Battles rage in northern Yemen despite warnings from UN

Pro-government forces push back Houthi rebels in Jawf, Marib and Bayda provinces

Houthi troops ride on the back of a police patrol truck after participating in a Houthi gathering in Sanaa, Yemen February 19, 2020. REUTERS/Khaled Abdullah

Iran-backed Houthi rebels have been in fierce battles with pro-government forces in northern Yemen this week, despite the UN warning the renewed fighting could derail diplomatic efforts to end the five-year war.

In Al Jawf, pro-government forces retook Al Qaisein area in the northern district of Khab Walshaaf, killing 30 rebels and capturing 40 in a large offensive launched on Wednesday, a military source told The National.

In Bayda, pro-government forces repelled an attack by the Houthis in the eastern Qanyia area on Wednesday, said Mustafa Al Baydani, spokesman for pro-government forces in the province.

They killed 21 rebels and captured 32 after laying siege to a public school the rebels were using as a base.

Mr Al Baydani said government forces launched a counter-attack in which they seized other several areas in eastern Bayda.

Rebels also made gains in Marib, the last government-controlled province in northern Yemen, before being pushed back.

"The Houthi rebels scored a new gain on the Sirwah front in Marib after fierce clashes with the pro-government forces since Monday," a tribal source in the province told The National.

"More than 20 personnel from the pro-government forces and more than 23 Houthi fighters were killed in the battles in western Marib.”

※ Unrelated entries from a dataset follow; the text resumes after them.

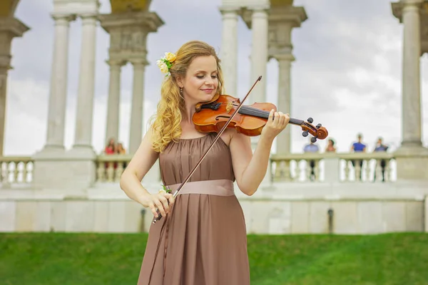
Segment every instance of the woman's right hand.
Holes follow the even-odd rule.
[[[159,209],[163,217],[165,217],[174,204],[174,197],[172,194],[160,190],[158,193],[146,195],[141,204],[146,208],[150,208],[155,217],[158,217],[156,209]]]

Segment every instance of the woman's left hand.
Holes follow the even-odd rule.
[[[287,127],[290,121],[290,115],[282,112],[275,112],[272,109],[269,113],[269,118],[263,129],[261,135],[273,140]]]

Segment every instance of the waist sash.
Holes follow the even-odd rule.
[[[167,188],[175,193],[181,183],[168,185]],[[205,194],[216,196],[233,196],[235,195],[233,190],[233,182],[228,179],[220,179],[217,180],[203,180],[188,182],[184,185],[178,192],[183,194]]]

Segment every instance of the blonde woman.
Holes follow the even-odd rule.
[[[249,285],[245,222],[233,182],[247,195],[255,192],[290,118],[270,112],[254,154],[249,137],[228,129],[175,200],[165,191],[151,193],[141,181],[156,160],[173,191],[199,161],[216,134],[195,130],[195,105],[223,93],[220,60],[205,43],[186,43],[158,63],[167,76],[157,114],[121,179],[131,199],[163,216],[150,228],[138,284]]]

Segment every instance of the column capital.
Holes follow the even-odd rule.
[[[274,54],[272,57],[279,62],[280,61],[295,61],[295,58],[292,53],[279,53]]]
[[[134,66],[134,67],[138,66],[146,66],[150,64],[146,58],[131,58],[128,61]]]
[[[238,6],[221,6],[218,8],[218,11],[223,15],[227,14],[235,14],[238,15],[240,10],[241,8]]]
[[[111,66],[123,66],[126,64],[126,61],[123,59],[108,59],[106,63]]]
[[[269,11],[269,9],[270,9],[270,6],[267,4],[252,5],[252,6],[247,7],[247,9],[249,11],[251,11],[253,13],[254,13],[255,11],[266,11],[266,12],[268,12]]]
[[[7,71],[12,69],[11,66],[11,56],[0,55],[0,74],[5,74]]]
[[[70,22],[76,20],[76,15],[52,13],[51,16],[55,20],[55,25],[68,26]]]
[[[392,15],[398,19],[400,23],[402,23],[402,16],[404,10],[407,11],[409,9],[420,9],[424,5],[424,4],[422,0],[401,0],[398,2],[391,3],[391,9],[392,10]]]
[[[22,36],[30,29],[26,25],[16,18],[0,18],[0,33],[8,32],[12,37]]]
[[[82,24],[96,24],[98,14],[96,13],[88,13],[78,15],[78,17],[82,19]]]

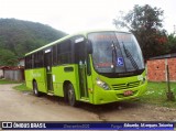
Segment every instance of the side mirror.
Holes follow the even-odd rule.
[[[86,46],[87,46],[87,53],[92,54],[92,43],[91,43],[91,41],[87,41]]]

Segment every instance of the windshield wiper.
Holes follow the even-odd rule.
[[[122,42],[123,44],[123,42]],[[124,44],[123,44],[123,50],[124,50],[124,53],[125,53],[125,56],[130,59],[132,66],[139,70],[139,66],[136,64],[136,62],[134,61],[133,56],[131,55],[130,51],[128,48],[125,48]]]
[[[113,69],[114,69],[114,72],[116,72],[116,66],[117,66],[117,63],[116,63],[116,62],[117,62],[118,53],[117,53],[117,47],[116,47],[113,41],[112,41],[111,47],[112,47],[112,64],[113,64]],[[114,56],[113,56],[113,54],[114,54]],[[116,59],[114,59],[114,58],[116,58]]]

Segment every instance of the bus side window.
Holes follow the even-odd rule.
[[[57,53],[57,61],[58,64],[69,64],[70,63],[70,52],[72,52],[72,46],[70,46],[70,41],[65,41],[58,44],[57,48],[59,52]]]

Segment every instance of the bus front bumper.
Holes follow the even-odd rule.
[[[145,81],[141,86],[123,90],[103,90],[102,88],[96,86],[96,94],[94,95],[94,103],[102,105],[102,103],[138,98],[146,91],[146,85],[147,81]],[[132,94],[125,95],[125,92],[132,92]]]

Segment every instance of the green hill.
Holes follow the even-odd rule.
[[[65,35],[41,23],[0,19],[0,65],[14,65],[25,53]]]

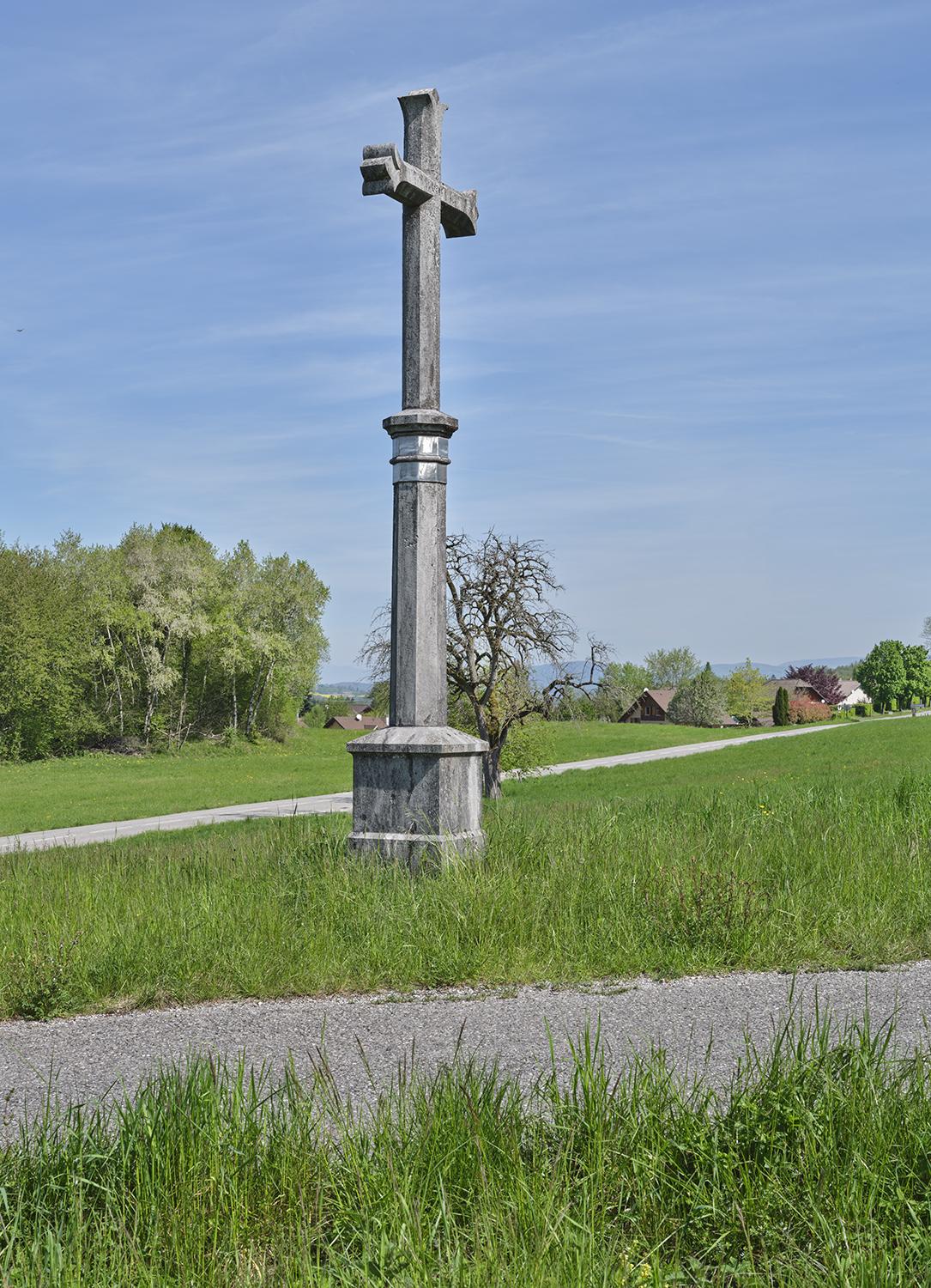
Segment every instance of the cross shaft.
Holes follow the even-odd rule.
[[[471,237],[475,192],[440,178],[443,112],[435,89],[398,99],[404,156],[393,143],[362,149],[362,193],[385,193],[403,206],[402,407],[439,410],[439,229]]]

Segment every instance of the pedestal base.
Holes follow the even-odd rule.
[[[488,743],[458,729],[376,729],[346,743],[353,757],[352,853],[416,869],[479,854],[482,753]]]

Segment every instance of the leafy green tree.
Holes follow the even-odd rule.
[[[904,650],[901,640],[879,640],[856,666],[858,684],[882,711],[905,690]]]
[[[711,670],[710,662],[697,676],[679,685],[667,714],[673,724],[704,729],[713,729],[726,720],[724,681]]]
[[[178,524],[112,549],[0,542],[0,756],[276,734],[315,683],[327,598],[303,560],[218,555]]]
[[[93,635],[70,573],[75,540],[54,551],[0,545],[0,756],[33,760],[97,734],[89,701]]]
[[[766,680],[749,658],[730,674],[725,692],[728,711],[743,724],[753,724],[770,706]]]
[[[900,701],[905,706],[912,702],[925,702],[931,693],[931,659],[923,644],[904,644],[901,661],[905,667],[905,684]]]
[[[690,648],[681,645],[654,649],[644,658],[644,667],[649,674],[646,688],[676,689],[685,680],[698,675],[699,662]]]

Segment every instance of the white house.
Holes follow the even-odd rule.
[[[838,680],[843,699],[837,703],[838,710],[850,711],[858,702],[872,702],[869,694],[864,693],[856,680]]]

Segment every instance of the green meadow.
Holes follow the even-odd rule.
[[[10,1288],[928,1283],[931,1068],[789,1025],[716,1096],[582,1034],[525,1095],[460,1063],[363,1112],[200,1060],[0,1149]]]
[[[742,732],[747,730],[594,721],[551,724],[546,759],[556,764],[614,756]],[[242,741],[233,747],[193,743],[174,753],[91,752],[0,764],[0,836],[348,791],[353,770],[345,744],[352,737],[339,729],[295,725],[283,743]]]
[[[0,859],[0,1014],[931,956],[931,720],[507,784],[411,877],[345,817]]]

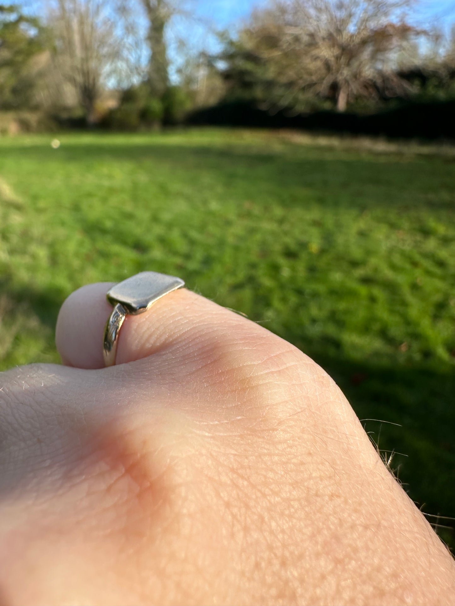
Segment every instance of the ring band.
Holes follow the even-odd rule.
[[[185,285],[183,280],[155,271],[143,271],[115,284],[106,297],[113,310],[104,330],[103,355],[105,366],[113,366],[120,329],[128,315],[137,316],[158,299]]]

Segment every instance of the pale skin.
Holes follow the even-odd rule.
[[[181,290],[103,368],[109,286],[64,303],[65,365],[0,375],[0,604],[455,604],[451,556],[316,364]]]

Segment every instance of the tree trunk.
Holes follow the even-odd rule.
[[[343,83],[339,87],[337,93],[337,111],[346,112],[348,107],[348,98],[349,97],[349,87]]]
[[[152,93],[161,98],[169,85],[169,62],[164,32],[169,19],[166,0],[143,0],[149,18],[147,41],[150,52],[149,81]]]

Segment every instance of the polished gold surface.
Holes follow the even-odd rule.
[[[115,364],[118,336],[126,316],[143,313],[158,299],[184,284],[180,278],[143,271],[110,288],[106,296],[114,308],[104,331],[103,354],[106,366]]]

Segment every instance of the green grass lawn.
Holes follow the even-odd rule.
[[[181,276],[388,422],[365,425],[403,453],[411,498],[455,516],[455,154],[261,132],[51,138],[0,139],[0,369],[58,361],[58,309],[83,284]]]

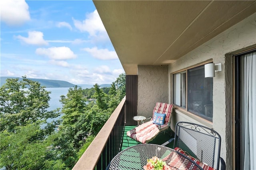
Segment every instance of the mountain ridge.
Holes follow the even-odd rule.
[[[10,76],[0,76],[0,84],[2,86],[6,82],[6,80],[7,78],[19,78],[19,81],[22,80],[22,78],[18,77],[10,77]],[[57,80],[51,79],[44,79],[42,78],[28,78],[29,80],[32,81],[38,82],[41,84],[41,86],[44,86],[46,88],[61,88],[61,87],[73,87],[76,84],[74,84],[66,81],[59,80]],[[78,86],[82,88],[91,88],[93,87],[93,84],[77,84]],[[100,87],[110,87],[111,86],[110,84],[102,84],[99,85]]]

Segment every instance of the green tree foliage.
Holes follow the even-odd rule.
[[[100,88],[100,86],[97,83],[94,85],[95,93],[93,97],[96,99],[96,103],[99,108],[102,110],[106,109],[107,108],[106,100],[107,96],[102,90]]]
[[[95,92],[95,90],[93,88],[83,90],[83,94],[88,99],[91,98],[92,96],[93,95]]]
[[[120,97],[122,99],[125,96],[126,94],[126,81],[125,74],[122,73],[119,75],[115,83],[117,84],[118,89],[120,92]]]
[[[25,125],[38,119],[46,120],[60,115],[58,110],[48,111],[50,92],[38,82],[22,76],[8,78],[0,88],[1,131],[13,131],[17,126]]]
[[[38,137],[44,134],[40,124],[39,122],[16,127],[15,133],[6,130],[1,132],[1,167],[5,166],[7,170],[40,169],[45,166],[51,141],[50,138],[38,140]]]
[[[62,124],[72,126],[86,109],[87,99],[83,95],[82,88],[77,86],[74,89],[70,88],[66,97],[62,95],[60,98],[60,101],[63,104],[62,112],[64,113],[62,117]]]
[[[123,74],[110,88],[96,84],[89,90],[70,88],[61,96],[63,116],[57,132],[54,124],[46,124],[59,114],[46,110],[50,92],[26,77],[8,80],[1,88],[0,166],[71,170],[125,95],[125,81]],[[96,100],[86,104],[89,96]]]

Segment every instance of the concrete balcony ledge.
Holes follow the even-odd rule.
[[[113,131],[117,131],[117,133],[123,132],[123,128],[122,129],[122,126],[124,127],[124,110],[125,103],[126,101],[125,97],[121,101],[116,109],[113,112],[110,117],[101,130],[98,133],[95,138],[92,141],[89,147],[84,152],[81,158],[79,159],[75,166],[73,168],[72,170],[93,170],[95,169],[95,167],[97,166],[98,162],[102,161],[100,160],[102,154],[105,149],[109,149],[109,148],[106,149],[106,147],[112,147],[111,143],[116,143],[116,142],[113,142],[112,139],[115,138],[115,140],[118,141],[118,142],[122,142],[122,139],[120,139],[122,137],[118,137],[121,135],[122,137],[123,134],[117,134],[114,135],[114,137],[112,136],[113,133],[116,133]],[[121,115],[122,114],[122,115]],[[119,120],[120,119],[120,120]],[[120,122],[118,123],[118,121]],[[122,124],[124,125],[122,125]],[[116,130],[117,129],[117,130]],[[116,140],[117,139],[117,140]],[[107,143],[108,144],[107,144]],[[119,145],[119,144],[118,144]],[[112,148],[111,149],[112,149]],[[112,158],[107,158],[107,160],[104,160],[104,163],[102,162],[101,164],[102,165],[101,169],[104,169],[106,165],[108,164],[107,160],[111,160]],[[103,164],[105,164],[103,165]],[[105,169],[106,167],[105,168]],[[97,168],[98,169],[98,168]]]

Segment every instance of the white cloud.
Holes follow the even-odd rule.
[[[69,64],[66,61],[56,61],[54,60],[50,60],[49,62],[50,64],[54,65],[57,65],[64,67],[68,67]]]
[[[73,44],[79,44],[83,43],[88,42],[88,41],[77,39],[74,40],[46,40],[46,41],[50,43],[71,43]]]
[[[11,72],[9,70],[7,70],[7,76],[14,76],[15,74],[13,72]]]
[[[66,47],[54,47],[48,49],[39,48],[36,50],[36,54],[46,56],[54,60],[65,60],[76,57],[76,55],[69,48]]]
[[[30,20],[28,6],[25,0],[2,0],[1,21],[9,25],[20,25]]]
[[[28,37],[26,37],[20,35],[15,37],[22,42],[28,44],[32,45],[48,45],[48,43],[44,39],[44,34],[40,31],[29,31]]]
[[[111,74],[111,70],[107,66],[100,66],[94,69],[95,72],[98,73]]]
[[[56,24],[56,26],[59,28],[60,27],[66,27],[70,30],[72,30],[71,25],[66,22],[59,22]]]
[[[82,50],[88,52],[94,58],[100,60],[108,60],[118,59],[115,51],[110,51],[108,49],[98,49],[97,47],[92,48],[85,48]]]
[[[122,69],[115,69],[113,70],[112,72],[114,75],[115,76],[117,76],[117,77],[116,77],[116,78],[117,78],[119,75],[121,74],[122,73],[124,73],[124,70]]]
[[[81,21],[72,18],[75,27],[81,32],[88,32],[91,36],[100,32],[106,32],[100,16],[96,10],[86,15],[86,19]]]

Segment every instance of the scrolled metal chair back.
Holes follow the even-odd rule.
[[[218,169],[221,138],[216,131],[200,125],[186,122],[176,124],[174,147],[208,165]]]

The rebels sent large numbers of reinforcements on Tuesday to Sirwah, which leads to the city of Marib, the source said.

“The Houthi advance in Sirwah was not that big and pro-government forces managed to push the rebel fighters back after more troops arrived from Shabwa, Bayda and Taez provinces on Wednesday,” he said.

The military escalation in the north since last month prompted warnings from the UN special envoy for Yemen, Martin Griffiths, that the country was slipping back towards conflict that would worsen the humanitarian crisis.

Mr Griffiths told the UN Security Council this month that Yemen was at a critical juncture.

He said the warring parties could move towards a de-escalation and resumption of the political process, or towards greater violence and suffering for its people, which would make the path to negotiations more arduous.

“The most alarming military escalation took place in Jawf province," Mr Griffiths said.

"Thousands of families have been displaced by the recent fighting and are in critical need of shelter and assistance."